Cuanto más largo es el teleobjetivo, más próximos parecen los distintos planos de la escena.

El experimento 

(*Pulsa sobre las fotografías para verlas con todo detalle)

Las dos fotografías de este artículo muestran exactamente la misma escena. En primer plano aparece la base de un árbol roto y, unos metros más atrás, la parte del tronco que cayó al suelo.

La primera imagen se realizó con una Olympus E-330 y el objetivo Olympus 9-18 mm ajustado a 9 mm, equivalente a 18 mm en formato completo. Se utilizó una sensibilidad ISO 400, un tiempo de exposición de 1/125 s y un diafragma f/8.



La segunda fotografía se tomó con la misma cámara, manteniendo ISO 400, una velocidad de 1/20 s y un diafragma f/8, pero utilizando una distancia focal equivalente a 140 mm.



Para que la comparación fuera válida, el tamaño aparente del tocón se mantuvo aproximadamente similar en ambas imágenes.

Qué ocurre en la práctica

Si observamos la fotografía realizada con el angular, parece que la parte caída del árbol se encuentra bastante alejada del tocón.

La escena transmite sensación de profundidad. Nuestro ojo percibe claramente que existe una separación considerable entre ambos elementos.

Sin embargo, en la fotografía realizada con el teleobjetivo sucede algo muy diferente.

Aunque la distancia real entre ambas partes del árbol no ha cambiado en absoluto, visualmente parecen mucho más próximas. Incluso puede dar la impresión de que la parte caída comienza prácticamente donde termina el tocón.

Eso es precisamente lo que conocemos como compresión de los planos.

Por qué esto resulta útil

Comprender este comportamiento permite tomar decisiones creativas más conscientes.
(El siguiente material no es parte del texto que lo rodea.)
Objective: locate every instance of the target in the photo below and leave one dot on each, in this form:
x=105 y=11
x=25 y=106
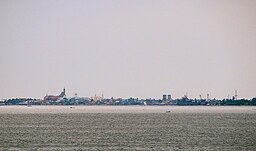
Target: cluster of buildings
x=62 y=99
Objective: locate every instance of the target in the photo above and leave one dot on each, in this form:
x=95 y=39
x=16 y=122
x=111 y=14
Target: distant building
x=169 y=97
x=164 y=97
x=55 y=97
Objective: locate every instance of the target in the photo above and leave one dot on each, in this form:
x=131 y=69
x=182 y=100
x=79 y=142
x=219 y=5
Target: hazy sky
x=123 y=48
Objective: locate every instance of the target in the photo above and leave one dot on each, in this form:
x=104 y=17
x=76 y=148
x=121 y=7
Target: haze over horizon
x=129 y=48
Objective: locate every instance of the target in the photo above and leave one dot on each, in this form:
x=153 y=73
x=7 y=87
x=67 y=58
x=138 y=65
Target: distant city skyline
x=130 y=48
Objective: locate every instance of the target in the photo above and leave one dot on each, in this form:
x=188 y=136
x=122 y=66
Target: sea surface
x=128 y=128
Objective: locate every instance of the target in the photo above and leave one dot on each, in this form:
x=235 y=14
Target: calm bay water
x=127 y=128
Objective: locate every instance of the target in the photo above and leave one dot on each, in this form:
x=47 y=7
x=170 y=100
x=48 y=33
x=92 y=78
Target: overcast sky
x=123 y=48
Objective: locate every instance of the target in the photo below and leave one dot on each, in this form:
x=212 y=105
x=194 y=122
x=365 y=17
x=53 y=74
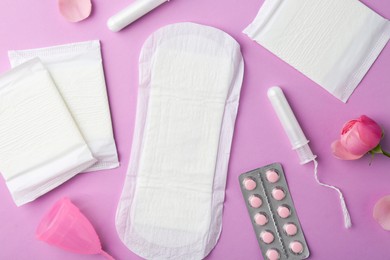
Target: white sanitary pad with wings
x=332 y=42
x=40 y=144
x=172 y=200
x=77 y=71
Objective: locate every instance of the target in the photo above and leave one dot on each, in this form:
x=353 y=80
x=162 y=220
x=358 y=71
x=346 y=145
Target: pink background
x=258 y=140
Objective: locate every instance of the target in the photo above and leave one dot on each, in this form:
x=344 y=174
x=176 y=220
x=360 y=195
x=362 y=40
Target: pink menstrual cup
x=66 y=227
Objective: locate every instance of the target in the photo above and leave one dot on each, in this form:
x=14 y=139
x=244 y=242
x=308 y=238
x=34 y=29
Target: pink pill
x=290 y=229
x=272 y=254
x=255 y=201
x=278 y=194
x=267 y=237
x=249 y=184
x=284 y=212
x=296 y=247
x=272 y=176
x=260 y=219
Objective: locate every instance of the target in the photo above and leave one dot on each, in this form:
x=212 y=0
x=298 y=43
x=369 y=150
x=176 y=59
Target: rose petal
x=370 y=132
x=340 y=152
x=381 y=212
x=75 y=10
x=352 y=141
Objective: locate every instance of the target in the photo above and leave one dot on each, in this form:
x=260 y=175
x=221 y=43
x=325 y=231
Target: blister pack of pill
x=272 y=213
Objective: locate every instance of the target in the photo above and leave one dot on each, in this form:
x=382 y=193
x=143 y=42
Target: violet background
x=258 y=140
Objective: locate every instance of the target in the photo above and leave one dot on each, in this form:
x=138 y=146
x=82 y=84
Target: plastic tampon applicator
x=131 y=13
x=299 y=141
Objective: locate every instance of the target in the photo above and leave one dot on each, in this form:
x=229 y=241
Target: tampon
x=290 y=124
x=131 y=13
x=300 y=143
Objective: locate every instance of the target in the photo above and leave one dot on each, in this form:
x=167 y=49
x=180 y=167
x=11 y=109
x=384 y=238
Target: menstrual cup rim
x=44 y=231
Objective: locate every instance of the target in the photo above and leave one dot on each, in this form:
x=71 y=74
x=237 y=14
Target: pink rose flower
x=358 y=137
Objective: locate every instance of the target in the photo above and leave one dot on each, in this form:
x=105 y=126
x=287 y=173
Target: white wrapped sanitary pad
x=77 y=71
x=40 y=144
x=172 y=200
x=332 y=42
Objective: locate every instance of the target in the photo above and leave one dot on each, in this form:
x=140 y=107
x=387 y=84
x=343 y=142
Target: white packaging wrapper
x=332 y=42
x=40 y=144
x=172 y=200
x=77 y=71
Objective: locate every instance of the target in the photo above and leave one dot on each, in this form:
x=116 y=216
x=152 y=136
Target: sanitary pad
x=40 y=144
x=78 y=73
x=172 y=200
x=332 y=42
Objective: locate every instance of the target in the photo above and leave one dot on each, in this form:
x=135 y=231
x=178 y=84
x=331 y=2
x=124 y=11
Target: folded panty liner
x=77 y=71
x=172 y=200
x=40 y=144
x=332 y=42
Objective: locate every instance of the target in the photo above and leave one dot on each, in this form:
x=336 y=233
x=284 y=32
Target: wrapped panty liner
x=40 y=144
x=77 y=71
x=332 y=42
x=172 y=200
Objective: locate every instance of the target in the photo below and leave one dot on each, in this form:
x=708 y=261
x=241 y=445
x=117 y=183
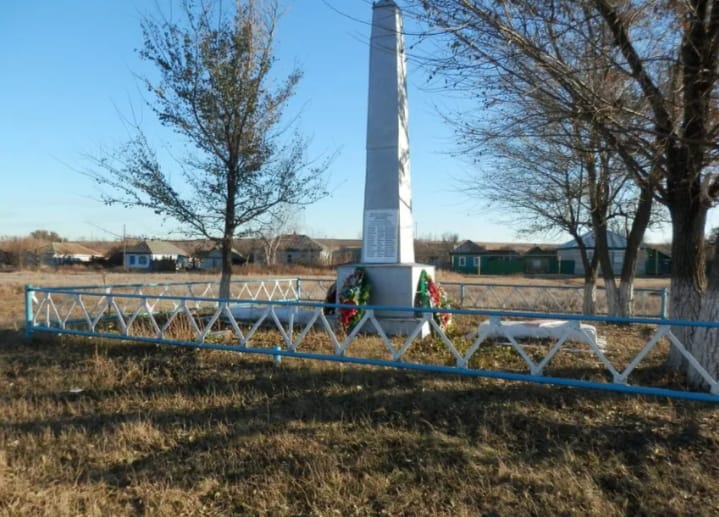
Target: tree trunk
x=706 y=341
x=688 y=278
x=589 y=305
x=226 y=277
x=624 y=307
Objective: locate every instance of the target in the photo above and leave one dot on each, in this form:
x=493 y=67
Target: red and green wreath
x=355 y=291
x=430 y=294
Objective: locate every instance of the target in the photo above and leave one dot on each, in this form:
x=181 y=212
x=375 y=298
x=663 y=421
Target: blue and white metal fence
x=274 y=319
x=549 y=298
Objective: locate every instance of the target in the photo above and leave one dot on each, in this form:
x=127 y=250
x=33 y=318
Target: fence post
x=665 y=305
x=28 y=312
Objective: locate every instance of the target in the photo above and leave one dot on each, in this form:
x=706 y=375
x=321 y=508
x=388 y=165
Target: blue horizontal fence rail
x=549 y=298
x=292 y=327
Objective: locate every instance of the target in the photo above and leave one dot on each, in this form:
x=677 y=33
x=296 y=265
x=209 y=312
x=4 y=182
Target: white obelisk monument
x=387 y=230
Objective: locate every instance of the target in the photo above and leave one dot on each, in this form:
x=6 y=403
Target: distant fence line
x=272 y=318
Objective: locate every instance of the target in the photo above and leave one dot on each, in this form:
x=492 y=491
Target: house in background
x=651 y=261
x=541 y=261
x=154 y=255
x=211 y=260
x=61 y=253
x=300 y=249
x=466 y=258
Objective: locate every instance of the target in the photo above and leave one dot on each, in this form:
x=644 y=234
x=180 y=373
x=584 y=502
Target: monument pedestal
x=391 y=285
x=387 y=238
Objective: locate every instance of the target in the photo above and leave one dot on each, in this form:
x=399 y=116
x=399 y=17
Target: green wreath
x=355 y=291
x=430 y=294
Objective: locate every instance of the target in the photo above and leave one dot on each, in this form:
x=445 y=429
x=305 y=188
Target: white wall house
x=569 y=251
x=147 y=253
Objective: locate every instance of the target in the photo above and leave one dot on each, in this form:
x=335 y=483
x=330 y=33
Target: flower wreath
x=430 y=294
x=355 y=291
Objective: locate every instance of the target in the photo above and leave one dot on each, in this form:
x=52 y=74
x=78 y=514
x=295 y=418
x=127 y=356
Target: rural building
x=154 y=255
x=300 y=249
x=212 y=259
x=652 y=262
x=61 y=253
x=466 y=258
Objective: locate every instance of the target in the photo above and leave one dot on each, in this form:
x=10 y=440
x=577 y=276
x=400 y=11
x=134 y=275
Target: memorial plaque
x=380 y=236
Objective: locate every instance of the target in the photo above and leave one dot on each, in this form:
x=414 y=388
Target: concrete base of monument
x=391 y=285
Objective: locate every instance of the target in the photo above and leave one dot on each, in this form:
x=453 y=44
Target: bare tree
x=662 y=123
x=215 y=89
x=559 y=171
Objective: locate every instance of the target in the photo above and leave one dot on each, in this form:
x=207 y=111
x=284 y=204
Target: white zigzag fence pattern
x=151 y=313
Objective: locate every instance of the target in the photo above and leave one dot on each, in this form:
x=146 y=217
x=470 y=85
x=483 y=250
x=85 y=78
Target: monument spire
x=387 y=232
x=387 y=238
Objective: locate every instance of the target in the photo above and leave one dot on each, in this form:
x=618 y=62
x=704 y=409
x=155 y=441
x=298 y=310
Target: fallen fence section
x=274 y=321
x=549 y=298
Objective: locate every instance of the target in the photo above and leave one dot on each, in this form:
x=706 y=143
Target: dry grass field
x=89 y=427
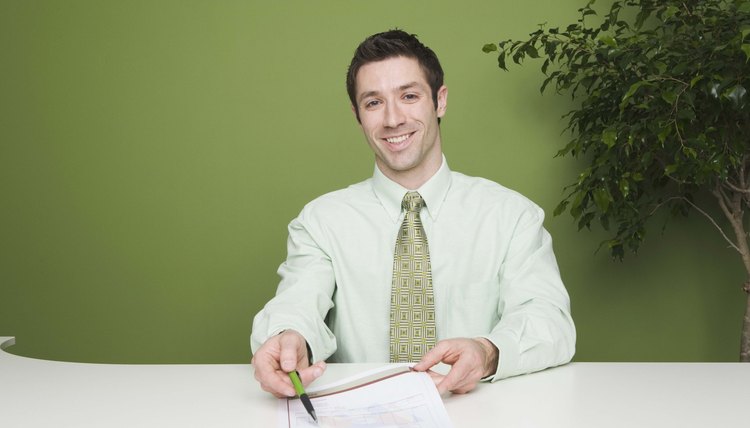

Si queremos transmitir profundidad, amplitud o sensación de espacio, un angular suele ser una buena elección.

Por el contrario, si buscamos concentrar visualmente los elementos de una escena, destacar montañas lejanas, acercar el fondo a un sujeto o simplificar una composición, los teleobjetivos pueden ofrecer resultados muy interesantes.

Por eso muchas fotografías de fauna, paisaje de montaña o incluso algunos retratos muestran fondos aparentemente muy cercanos al sujeto principal.

Una lección fácil de recordar

Las especificaciones técnicas pueden parecer complicadas cuando hablamos de distancias focales, pero ejemplos como este ayudan a entender rápidamente lo que sucede.

El árbol roto seguía exactamente en el mismo lugar. Lo único que cambió fue la distancia focal utilizada y la posición desde la que se realizó la fotografía.

Sin embargo, la sensación espacial de ambas imágenes es completamente distinta.

Consejo práctico

No elijas una distancia focal sólo por el tamaño del sujeto.

La distancia focal también modifica la sensación de profundidad y la relación visual entre los distintos elementos de la escena.

Antes de disparar, piensa si quieres que los objetos parezcan separados o próximos entre sí.

Los angulares suelen expandir el espacio; los teleobjetivos suelen comprimirlo.

Conclusión

Si hay una idea que merece la pena recordar después de esta comparación es que la distancia focal no sólo cambia cuánto vemos dentro del encuadre. También cambia la forma en que percibimos el espacio.

El angular hace que las distancias parezcan mayores y potencia la sensación de profundidad. El teleobjetivo reduce visualmente esas distancias y acerca los distintos planos de la imagen.

Aprender a utilizar este efecto de forma consciente puede tener un impacto mucho mayor en nuestras fotografías que muchos cambios de cámara o de equipo.